The report, released in edited form by Glenn A. Fine, the Justice Department’s inspector general, found that the FBI still did not have the capacity to translate all the terrorism-related material from wiretaps and other intelligence sources and that the influx of new material had outpaced the bureau’s resources.
Overhauling the government’s translation capabilities has been a top priority for the Bush administration in its campaign against terrorism. Qaida messages, saying “Tomorrow is zero hour” and “The match is about to begin,” were intercepted by the National Security Agency on Sept. 10, 2001, but not translated until days later, underscoring the urgency of the problem.
The inspector general’s report on the FBI, the lead agency for combating domestic terrorism, said the bureau faced “significant management challenges” in providing quick and accurate translations.
The report offered the most comprehensive assessment to date of the FBI’s ongoing problems in deciphering hundreds of thousands of intercepted phone calls, conversations, e-mail messages, documents and other material that could include information about terrorist plots and foreign intelligence matters.
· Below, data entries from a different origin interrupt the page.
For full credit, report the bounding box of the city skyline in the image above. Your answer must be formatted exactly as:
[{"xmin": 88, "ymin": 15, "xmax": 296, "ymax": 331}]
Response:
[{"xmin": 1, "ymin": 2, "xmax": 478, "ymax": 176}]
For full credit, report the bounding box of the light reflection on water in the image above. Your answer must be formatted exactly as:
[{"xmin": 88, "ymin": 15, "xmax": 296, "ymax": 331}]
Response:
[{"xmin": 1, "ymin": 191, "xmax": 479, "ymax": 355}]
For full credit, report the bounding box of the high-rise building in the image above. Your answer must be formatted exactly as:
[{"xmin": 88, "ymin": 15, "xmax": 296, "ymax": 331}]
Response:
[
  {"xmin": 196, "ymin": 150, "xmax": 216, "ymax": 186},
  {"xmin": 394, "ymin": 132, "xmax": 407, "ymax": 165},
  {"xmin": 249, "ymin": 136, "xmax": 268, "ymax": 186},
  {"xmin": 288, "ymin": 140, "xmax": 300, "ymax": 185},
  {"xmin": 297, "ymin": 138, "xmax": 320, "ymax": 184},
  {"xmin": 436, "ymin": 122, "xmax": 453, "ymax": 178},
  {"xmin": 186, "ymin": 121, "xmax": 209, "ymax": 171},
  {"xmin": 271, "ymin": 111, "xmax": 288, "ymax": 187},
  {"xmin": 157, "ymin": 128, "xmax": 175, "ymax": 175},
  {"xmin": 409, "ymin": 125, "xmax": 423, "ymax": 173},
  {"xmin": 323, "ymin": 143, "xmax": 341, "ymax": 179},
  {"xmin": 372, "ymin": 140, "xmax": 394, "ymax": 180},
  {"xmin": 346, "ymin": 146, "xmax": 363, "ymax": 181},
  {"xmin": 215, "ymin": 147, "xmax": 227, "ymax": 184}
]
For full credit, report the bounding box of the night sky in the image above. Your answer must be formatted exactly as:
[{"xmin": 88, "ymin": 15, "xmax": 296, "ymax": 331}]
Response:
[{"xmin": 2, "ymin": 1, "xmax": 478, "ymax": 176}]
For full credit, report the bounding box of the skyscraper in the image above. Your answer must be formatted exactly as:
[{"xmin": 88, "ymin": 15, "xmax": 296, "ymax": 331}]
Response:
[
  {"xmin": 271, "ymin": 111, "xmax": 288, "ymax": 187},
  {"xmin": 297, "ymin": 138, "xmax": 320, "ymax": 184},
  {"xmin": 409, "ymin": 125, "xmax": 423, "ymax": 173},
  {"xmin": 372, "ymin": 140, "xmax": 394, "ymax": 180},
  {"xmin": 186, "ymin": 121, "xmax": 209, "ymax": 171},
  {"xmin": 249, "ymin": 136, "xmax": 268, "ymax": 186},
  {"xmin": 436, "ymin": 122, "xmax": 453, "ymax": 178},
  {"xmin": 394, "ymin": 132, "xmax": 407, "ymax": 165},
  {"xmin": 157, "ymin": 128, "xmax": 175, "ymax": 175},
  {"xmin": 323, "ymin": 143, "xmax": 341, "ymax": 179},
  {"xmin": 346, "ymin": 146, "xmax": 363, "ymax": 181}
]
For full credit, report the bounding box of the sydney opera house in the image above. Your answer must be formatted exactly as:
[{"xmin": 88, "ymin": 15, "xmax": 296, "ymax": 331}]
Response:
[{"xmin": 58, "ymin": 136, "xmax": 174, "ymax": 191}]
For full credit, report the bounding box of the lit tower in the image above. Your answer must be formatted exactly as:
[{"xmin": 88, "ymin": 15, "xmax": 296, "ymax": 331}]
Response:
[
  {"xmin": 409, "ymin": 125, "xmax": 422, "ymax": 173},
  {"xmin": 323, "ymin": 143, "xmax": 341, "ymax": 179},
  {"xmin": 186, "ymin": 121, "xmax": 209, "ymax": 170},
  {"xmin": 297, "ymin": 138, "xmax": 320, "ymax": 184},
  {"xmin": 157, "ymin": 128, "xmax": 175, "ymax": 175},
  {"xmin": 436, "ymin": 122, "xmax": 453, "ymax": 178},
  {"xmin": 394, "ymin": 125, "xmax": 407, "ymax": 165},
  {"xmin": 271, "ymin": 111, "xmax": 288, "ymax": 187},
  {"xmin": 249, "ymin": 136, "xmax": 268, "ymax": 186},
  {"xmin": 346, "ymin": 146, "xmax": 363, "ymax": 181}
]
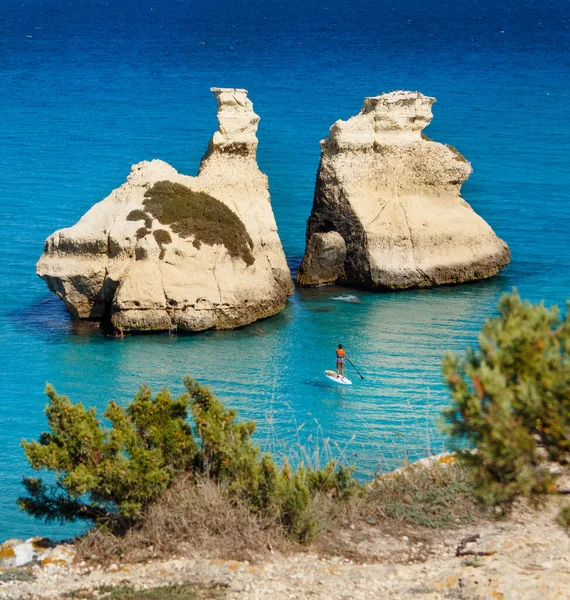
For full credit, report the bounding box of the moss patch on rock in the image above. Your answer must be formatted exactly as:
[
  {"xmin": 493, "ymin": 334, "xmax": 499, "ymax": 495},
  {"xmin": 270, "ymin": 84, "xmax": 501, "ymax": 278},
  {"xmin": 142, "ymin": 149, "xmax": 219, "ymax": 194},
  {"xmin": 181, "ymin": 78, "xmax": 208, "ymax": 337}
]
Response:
[
  {"xmin": 153, "ymin": 229, "xmax": 172, "ymax": 246},
  {"xmin": 63, "ymin": 583, "xmax": 224, "ymax": 599},
  {"xmin": 445, "ymin": 144, "xmax": 469, "ymax": 163},
  {"xmin": 143, "ymin": 181, "xmax": 254, "ymax": 266},
  {"xmin": 0, "ymin": 568, "xmax": 36, "ymax": 583},
  {"xmin": 127, "ymin": 210, "xmax": 152, "ymax": 229},
  {"xmin": 136, "ymin": 227, "xmax": 151, "ymax": 241},
  {"xmin": 153, "ymin": 229, "xmax": 172, "ymax": 261}
]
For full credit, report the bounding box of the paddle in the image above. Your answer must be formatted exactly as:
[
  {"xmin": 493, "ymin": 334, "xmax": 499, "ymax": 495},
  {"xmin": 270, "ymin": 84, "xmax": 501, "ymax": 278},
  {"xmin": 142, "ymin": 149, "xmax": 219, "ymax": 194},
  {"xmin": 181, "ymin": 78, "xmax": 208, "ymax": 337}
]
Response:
[{"xmin": 346, "ymin": 356, "xmax": 364, "ymax": 380}]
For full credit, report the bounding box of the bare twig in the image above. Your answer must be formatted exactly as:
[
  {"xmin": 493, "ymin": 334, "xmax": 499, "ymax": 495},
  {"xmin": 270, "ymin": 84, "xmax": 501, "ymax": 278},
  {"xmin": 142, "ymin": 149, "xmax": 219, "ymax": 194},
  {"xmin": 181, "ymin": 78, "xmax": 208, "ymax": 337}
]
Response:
[{"xmin": 456, "ymin": 534, "xmax": 496, "ymax": 557}]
It revealed problems not only in translating material quickly, but also in prioritizing the work and in ensuring that hundreds of newly hired linguists were providing accurate translations. While linguists are supposed to undergo periodic proficiency exams under FBI policy, that requirement was often ignored last year, the inspector general found in the publicly released summary of its investigation. Most of the report remains classified.
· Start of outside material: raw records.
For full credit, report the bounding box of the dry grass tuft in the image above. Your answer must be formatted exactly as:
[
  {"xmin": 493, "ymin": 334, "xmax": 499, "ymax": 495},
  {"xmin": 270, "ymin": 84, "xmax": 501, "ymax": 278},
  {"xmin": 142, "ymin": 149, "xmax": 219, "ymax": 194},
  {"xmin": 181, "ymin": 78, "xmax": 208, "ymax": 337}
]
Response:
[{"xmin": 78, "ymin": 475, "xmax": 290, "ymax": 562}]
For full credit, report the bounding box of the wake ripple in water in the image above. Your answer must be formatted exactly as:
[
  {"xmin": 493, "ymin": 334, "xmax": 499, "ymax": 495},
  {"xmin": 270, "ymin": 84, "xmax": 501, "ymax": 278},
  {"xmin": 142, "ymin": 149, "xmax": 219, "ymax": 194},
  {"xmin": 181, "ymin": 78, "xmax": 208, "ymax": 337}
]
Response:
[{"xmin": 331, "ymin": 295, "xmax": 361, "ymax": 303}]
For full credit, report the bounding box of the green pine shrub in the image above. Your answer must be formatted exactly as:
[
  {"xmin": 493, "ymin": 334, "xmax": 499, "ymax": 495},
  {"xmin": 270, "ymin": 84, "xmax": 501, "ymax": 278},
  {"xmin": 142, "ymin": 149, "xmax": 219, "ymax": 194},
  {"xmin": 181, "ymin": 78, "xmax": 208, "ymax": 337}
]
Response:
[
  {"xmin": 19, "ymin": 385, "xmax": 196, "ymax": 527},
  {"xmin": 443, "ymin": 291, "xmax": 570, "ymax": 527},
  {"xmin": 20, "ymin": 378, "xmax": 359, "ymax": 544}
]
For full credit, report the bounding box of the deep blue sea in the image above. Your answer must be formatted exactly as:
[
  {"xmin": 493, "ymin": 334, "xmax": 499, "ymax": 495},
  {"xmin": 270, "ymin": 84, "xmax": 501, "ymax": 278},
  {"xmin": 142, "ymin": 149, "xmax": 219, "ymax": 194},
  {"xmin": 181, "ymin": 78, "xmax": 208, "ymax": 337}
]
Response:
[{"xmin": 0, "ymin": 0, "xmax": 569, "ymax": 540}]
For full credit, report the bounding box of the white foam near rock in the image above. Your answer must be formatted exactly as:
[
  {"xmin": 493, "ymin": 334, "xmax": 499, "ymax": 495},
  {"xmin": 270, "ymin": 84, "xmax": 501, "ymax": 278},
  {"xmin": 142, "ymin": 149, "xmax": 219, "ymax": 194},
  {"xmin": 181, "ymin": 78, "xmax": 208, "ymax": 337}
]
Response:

Congressional officials who have been briefed recently by the FBI on the translation issue said the report offered a much bleaker assessment than the bureau itself had acknowledged, and leading senators from both parties denounced what they described as foot-dragging in fixing the problem.
“What good is taping thousands of hours of conversations of intelligence targets in foreign languages if we cannot translate promptly, securely, accurately and efficiently?” asked Sen. Patrick J. Leahy of Vermont, the ranking Democrat on the judiciary committee. “The Justice Department’s translation mess has become a chronic problem that has obvious implications for our national security.”